The Philippines posted $2.3 billion in balance of payments (BOP) deficit in November 2024, a significant increase from the $216-million shortfall recorded in the same month last year, the Bangko Sentral ng Pilipinas (BSP) said Thursday.
It said the BOP deficit in November reflected the national government’s net foreign currency withdrawals from its deposits with the BSP to settle its foreign currency debt obligations and pay for its various expenditures and the BSP’s net foreign exchange operations.
The BSP said despite the deficit in November, the cumulative BOP position registered a surplus of $2.1 billion from January to November 2024.
This level, however, was lower than the $3-billion surplus recorded from January to November 2023.

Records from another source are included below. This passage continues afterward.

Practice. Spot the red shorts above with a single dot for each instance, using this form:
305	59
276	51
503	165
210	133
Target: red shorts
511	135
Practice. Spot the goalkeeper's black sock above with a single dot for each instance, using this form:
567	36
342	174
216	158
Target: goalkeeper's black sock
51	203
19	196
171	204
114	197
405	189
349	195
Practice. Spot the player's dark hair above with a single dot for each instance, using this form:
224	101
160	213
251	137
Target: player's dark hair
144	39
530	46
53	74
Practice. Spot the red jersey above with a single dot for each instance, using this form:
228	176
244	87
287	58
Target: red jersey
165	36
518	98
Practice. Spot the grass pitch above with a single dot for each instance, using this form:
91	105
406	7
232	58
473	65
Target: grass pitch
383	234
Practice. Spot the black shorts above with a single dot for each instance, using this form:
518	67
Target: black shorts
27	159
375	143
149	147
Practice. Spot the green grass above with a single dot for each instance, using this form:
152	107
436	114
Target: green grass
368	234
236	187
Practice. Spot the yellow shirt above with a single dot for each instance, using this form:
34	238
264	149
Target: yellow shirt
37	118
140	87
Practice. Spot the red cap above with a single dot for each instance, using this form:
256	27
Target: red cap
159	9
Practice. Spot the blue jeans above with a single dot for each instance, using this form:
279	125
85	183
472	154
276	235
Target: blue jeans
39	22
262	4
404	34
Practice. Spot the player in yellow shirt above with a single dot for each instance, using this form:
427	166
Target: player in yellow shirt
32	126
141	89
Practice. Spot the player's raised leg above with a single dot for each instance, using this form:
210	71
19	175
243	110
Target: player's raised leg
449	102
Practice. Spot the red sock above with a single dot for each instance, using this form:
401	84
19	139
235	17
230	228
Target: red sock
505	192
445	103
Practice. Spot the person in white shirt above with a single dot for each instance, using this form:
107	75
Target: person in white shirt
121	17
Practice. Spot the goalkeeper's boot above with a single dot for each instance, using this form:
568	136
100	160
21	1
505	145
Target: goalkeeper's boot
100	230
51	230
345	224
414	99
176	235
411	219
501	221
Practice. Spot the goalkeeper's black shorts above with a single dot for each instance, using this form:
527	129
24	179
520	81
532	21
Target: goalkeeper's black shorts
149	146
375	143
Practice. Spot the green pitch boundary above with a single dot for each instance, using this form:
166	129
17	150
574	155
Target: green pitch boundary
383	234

The BSP said the decline in the cumulative BOP surplus was due to lower net receipts from trade in services and net foreign borrowings by the government. This was partly muted by the continued net inflows from personal remittances as well as net foreign portfolio and direct investments.
The BOP position reflects a decrease in the final gross international reserves (GIR) level to $108.5 billion as of end-November 2024 from $111.1 billion as of end-October 2024.
The November GIR still represented a more than adequate external liquidity buffer equivalent to 7.7 months’ worth of imports of goods and payments of services and primary income, the BSP said.
It was also about 4.3 times the country’s short-term external debt based on residual maturity.